Thong Kon hadn’t moved; he stood in the other room with the same downcast eyes, but now with both hands covering his mouth. Moisey took a moment to think. He’d dumped the only drugs in the house. There was nothing to connect him to his other business, nothing incriminating on his computer. He went to the door and looked through the peephole.
Four Thai men stood in the hall. Three were in Metropolitan Police uniforms, which made them look like soldiers. The fourth man wore a gray suit over a blue shirt and a maroon tie.
“One moment,” Moisey said in English, through the closed door.
He stepped back to the living room. He wanted to warn Thong Kon not to say anything, but even as he turned toward
him he knew the boy was responsible for his trouble. He balled his fist and pressed it against his visitor’s jaw. “I’ll fucking bury you,” he said in Hebrew.
The knocking started up again, Moisey’s heart racing to match it as he returned to the door.
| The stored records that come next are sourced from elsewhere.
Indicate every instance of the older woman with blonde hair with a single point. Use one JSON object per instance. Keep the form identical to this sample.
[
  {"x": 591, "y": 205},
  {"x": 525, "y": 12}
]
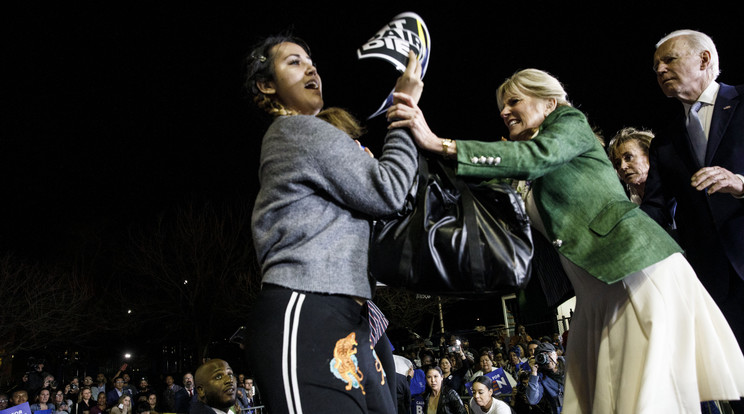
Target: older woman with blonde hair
[
  {"x": 635, "y": 292},
  {"x": 628, "y": 151}
]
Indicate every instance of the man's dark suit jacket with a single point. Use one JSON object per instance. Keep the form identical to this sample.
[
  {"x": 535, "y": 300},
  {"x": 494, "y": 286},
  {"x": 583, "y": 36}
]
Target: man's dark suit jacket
[{"x": 710, "y": 228}]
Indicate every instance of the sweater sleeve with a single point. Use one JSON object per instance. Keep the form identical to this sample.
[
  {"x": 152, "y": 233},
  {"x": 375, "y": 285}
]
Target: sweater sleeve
[{"x": 337, "y": 166}]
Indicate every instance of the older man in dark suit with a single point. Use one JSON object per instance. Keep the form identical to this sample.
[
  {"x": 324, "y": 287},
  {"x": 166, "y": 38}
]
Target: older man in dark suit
[
  {"x": 215, "y": 388},
  {"x": 699, "y": 163}
]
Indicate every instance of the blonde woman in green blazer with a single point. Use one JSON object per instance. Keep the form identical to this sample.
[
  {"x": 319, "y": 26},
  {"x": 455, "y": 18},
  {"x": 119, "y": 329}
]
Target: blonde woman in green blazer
[{"x": 645, "y": 337}]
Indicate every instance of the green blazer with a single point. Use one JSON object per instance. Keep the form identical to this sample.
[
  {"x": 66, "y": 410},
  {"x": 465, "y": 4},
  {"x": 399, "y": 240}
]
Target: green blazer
[{"x": 579, "y": 197}]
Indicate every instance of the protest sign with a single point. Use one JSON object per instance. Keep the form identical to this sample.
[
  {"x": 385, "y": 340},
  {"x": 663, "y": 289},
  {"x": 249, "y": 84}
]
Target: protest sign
[{"x": 407, "y": 31}]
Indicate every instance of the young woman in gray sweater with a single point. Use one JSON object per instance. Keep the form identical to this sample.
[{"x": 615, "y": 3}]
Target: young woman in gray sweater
[{"x": 311, "y": 348}]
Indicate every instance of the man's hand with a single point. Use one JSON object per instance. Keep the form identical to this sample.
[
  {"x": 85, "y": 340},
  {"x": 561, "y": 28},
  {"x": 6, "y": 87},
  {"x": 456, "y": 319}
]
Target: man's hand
[{"x": 717, "y": 179}]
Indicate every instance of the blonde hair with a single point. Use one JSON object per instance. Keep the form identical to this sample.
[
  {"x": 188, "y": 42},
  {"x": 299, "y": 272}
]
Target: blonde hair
[
  {"x": 535, "y": 83},
  {"x": 640, "y": 136}
]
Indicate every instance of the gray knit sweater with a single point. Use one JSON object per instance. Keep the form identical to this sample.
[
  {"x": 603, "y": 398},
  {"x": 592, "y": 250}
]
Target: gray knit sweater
[{"x": 318, "y": 193}]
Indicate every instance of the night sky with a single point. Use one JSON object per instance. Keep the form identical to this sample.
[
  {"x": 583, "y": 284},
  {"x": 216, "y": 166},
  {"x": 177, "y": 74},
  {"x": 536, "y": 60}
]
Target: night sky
[{"x": 117, "y": 110}]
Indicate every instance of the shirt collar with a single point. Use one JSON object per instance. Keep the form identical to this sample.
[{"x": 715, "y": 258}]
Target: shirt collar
[{"x": 708, "y": 97}]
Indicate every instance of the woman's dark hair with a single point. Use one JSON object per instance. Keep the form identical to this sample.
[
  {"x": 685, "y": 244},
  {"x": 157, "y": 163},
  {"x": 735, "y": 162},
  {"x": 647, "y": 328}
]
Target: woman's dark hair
[
  {"x": 435, "y": 368},
  {"x": 487, "y": 382},
  {"x": 260, "y": 68}
]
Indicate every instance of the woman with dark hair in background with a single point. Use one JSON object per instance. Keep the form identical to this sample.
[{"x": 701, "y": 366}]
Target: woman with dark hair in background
[
  {"x": 483, "y": 400},
  {"x": 85, "y": 401}
]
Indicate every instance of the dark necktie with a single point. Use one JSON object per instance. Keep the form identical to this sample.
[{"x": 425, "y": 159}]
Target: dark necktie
[{"x": 697, "y": 134}]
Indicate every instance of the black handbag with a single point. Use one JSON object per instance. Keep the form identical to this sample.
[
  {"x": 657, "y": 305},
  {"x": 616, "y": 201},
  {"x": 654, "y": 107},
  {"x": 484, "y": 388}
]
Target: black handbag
[{"x": 454, "y": 237}]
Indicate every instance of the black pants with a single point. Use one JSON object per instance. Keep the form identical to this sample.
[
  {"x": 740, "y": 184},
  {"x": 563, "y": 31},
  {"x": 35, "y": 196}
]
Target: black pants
[{"x": 311, "y": 353}]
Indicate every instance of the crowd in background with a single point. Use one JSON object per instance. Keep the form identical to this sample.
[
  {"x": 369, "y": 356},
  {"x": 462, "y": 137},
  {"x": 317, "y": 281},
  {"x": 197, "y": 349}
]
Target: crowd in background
[{"x": 118, "y": 394}]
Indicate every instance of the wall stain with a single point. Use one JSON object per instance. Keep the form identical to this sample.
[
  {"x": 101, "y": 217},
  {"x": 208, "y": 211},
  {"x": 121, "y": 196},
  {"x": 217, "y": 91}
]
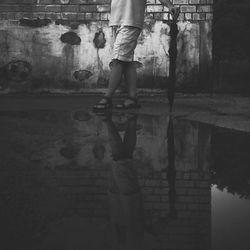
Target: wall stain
[
  {"x": 72, "y": 24},
  {"x": 82, "y": 75},
  {"x": 70, "y": 38},
  {"x": 99, "y": 40},
  {"x": 34, "y": 23},
  {"x": 16, "y": 70}
]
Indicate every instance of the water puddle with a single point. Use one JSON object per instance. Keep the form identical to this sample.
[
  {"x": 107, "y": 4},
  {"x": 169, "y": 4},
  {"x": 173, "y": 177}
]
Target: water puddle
[{"x": 73, "y": 180}]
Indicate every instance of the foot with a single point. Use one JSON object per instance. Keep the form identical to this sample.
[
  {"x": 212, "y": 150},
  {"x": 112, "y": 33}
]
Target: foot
[
  {"x": 129, "y": 103},
  {"x": 104, "y": 104}
]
He wiped at the insides of his nostrils and cracked the door open.
“Yes?” he said.
The man in the suit stepped forward, put his hand on the door, and tried to push it open. For a moment, the two men stood there silently, leaning against opposite sides of the door.
“Yes?” Moisey said again.
“Open please,” said the man. He said something in Thai, and one of the uniformed men, the biggest one, stepped toward them.
Moisey opened the door. He stood facing them, blocking their way with his body.
“What is it?” he asked. He tried to smile, but it felt fake.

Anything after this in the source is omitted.